Open ltalirz opened 5 years ago
This came up again and some discussion is present in the PR #4999 between myself and @sphuber.
The typical "consensus" online on what the __repr__
and __str__
should represent seems to boil down to:
__str__
should return a human-readable description of the object and__repr__
is intended for developers during debugging
This seems to be the pragmatic outcome of the original intended use, which is described by the official Python docs:
object.repr(self) Called by the repr() built-in function to compute the “official” string representation of an object. If at all possible, this should look like a valid Python expression that could be used to recreate an object with the same value (given an appropriate environment). If this is not possible, a string of the form <...some useful description...> should be returned. The return value must be a string object. If a class defines repr() but not str(), then repr() is also used when an “informal” string representation of instances of that class is required. This is typically used for debugging, so it is important that the representation is information-rich and unambiguous.
object.str(self) Called by str(object) and the built-in functions format() and print() to compute the “informal” or nicely printable string representation of an object. The return value must be a string object. This method differs from object.repr() in that there is no expectation that str() return a valid Python expression: a more convenient or concise representation can be used. The default implementation defined by the built-in type object calls object.repr().

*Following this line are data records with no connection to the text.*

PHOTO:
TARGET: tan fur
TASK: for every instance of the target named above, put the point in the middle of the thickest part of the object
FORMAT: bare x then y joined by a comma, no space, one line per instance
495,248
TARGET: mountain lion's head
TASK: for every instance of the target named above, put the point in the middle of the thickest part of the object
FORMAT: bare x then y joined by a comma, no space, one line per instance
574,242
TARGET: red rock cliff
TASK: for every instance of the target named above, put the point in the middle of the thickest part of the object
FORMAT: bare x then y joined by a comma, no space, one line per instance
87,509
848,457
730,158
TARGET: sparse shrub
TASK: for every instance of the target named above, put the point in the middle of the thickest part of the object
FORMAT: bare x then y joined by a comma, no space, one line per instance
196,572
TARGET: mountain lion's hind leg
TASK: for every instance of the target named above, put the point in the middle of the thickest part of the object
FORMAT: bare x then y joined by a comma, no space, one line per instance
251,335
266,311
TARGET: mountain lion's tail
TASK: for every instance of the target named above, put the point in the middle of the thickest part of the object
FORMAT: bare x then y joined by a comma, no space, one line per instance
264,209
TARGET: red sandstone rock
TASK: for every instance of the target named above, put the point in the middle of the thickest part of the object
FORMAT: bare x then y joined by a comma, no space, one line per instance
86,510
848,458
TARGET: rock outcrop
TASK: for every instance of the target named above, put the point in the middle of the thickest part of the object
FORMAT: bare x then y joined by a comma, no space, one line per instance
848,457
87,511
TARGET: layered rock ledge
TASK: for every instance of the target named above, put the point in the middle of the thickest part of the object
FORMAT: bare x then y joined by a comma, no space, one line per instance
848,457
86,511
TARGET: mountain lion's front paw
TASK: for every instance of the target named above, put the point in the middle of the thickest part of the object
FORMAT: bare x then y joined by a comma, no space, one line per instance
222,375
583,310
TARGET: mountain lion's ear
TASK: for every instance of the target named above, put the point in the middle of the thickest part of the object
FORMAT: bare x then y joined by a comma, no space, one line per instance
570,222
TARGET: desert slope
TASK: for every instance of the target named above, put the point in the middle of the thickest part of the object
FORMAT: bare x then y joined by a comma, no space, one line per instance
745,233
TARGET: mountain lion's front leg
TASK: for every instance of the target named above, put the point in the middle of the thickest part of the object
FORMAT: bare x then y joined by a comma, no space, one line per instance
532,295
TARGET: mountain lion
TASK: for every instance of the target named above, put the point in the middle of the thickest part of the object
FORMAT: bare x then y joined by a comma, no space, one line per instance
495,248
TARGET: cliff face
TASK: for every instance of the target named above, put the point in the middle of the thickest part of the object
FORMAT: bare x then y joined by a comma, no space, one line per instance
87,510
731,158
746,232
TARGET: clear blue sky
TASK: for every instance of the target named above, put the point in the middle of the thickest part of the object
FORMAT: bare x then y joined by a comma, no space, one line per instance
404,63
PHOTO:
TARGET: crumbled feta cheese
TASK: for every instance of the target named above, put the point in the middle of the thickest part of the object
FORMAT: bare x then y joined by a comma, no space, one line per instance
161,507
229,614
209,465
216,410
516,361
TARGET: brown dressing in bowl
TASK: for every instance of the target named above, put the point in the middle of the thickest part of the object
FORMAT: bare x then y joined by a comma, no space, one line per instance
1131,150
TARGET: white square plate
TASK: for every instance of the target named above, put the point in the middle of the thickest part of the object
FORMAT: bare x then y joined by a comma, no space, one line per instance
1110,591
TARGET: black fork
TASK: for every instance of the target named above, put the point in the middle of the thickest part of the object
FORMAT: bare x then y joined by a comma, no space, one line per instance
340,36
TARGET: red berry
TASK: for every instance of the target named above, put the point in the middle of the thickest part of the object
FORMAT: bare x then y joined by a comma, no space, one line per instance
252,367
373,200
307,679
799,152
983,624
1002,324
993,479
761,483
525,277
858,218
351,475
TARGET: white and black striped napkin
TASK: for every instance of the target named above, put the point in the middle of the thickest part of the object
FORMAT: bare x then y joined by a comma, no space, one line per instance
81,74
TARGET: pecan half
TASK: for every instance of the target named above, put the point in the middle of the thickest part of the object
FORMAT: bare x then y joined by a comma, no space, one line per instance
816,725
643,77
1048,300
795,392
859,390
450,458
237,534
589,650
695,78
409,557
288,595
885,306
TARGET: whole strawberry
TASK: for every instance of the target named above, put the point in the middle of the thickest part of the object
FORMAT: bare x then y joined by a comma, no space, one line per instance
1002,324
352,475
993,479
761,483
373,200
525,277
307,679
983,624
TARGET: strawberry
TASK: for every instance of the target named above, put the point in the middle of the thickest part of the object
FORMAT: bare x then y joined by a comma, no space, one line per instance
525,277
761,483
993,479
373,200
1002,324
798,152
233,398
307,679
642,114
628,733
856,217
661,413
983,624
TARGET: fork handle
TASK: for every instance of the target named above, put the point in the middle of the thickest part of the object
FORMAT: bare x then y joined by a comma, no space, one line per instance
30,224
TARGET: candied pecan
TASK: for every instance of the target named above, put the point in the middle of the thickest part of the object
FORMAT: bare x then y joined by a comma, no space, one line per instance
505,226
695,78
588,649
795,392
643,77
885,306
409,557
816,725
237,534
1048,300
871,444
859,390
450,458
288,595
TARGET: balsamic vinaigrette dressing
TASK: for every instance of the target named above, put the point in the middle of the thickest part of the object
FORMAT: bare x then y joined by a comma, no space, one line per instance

The most important part in the __repr__
description for me is "If at all possible". I think that in the majority of cases, it will be impossible to construct a string that when passed to eval
will properly reconstruct the object, especially for our ORM classes. The reason is that they are compound objects, i.e., they take objects as argument that themselves are complex objects. For example, just the Node
does not just take a simple value, but also the backend
, user
and other objects that themselves are difficult, if not impossible, to reconstruct from a string. Luckily, however, all our ORM objects have a unique identifier, their UUID. Since the main goal of the __repr__
is to be as unambiguous as possible, such that in debugging the object can be properly identified, using the UUID seems very natural to me. That's why I propose, that as a basis for the __repr__
of ORM classes, we use the form
f'<{object.__class__}:{object.uuid}>'
Having this simple form will also make it easy to consistently apply it to all the ORM classes.
Then, for the __str__
it is a bit more complicated because I think there is a trade off to be made between two goals:
The reason that sparked this conversation again is the suggestion to define the __str__
for all nodes classes such that in CLI command outputs, we can simply call f'Some node {node}'
to get the desired representation. If we only ever rely on the __str__
and not use ad-hoc formatting in the output, ORM classes will always be represented in an identical way in the output of all CLI commands, which would be very valuable. If this is the main use case though, I would argue that in that case we should keep the information at a minimum. To see why, consider the example of verdi group create
. At the end of the command, it will probably print something like:
echo.echo_success(f'Created the group {group}.')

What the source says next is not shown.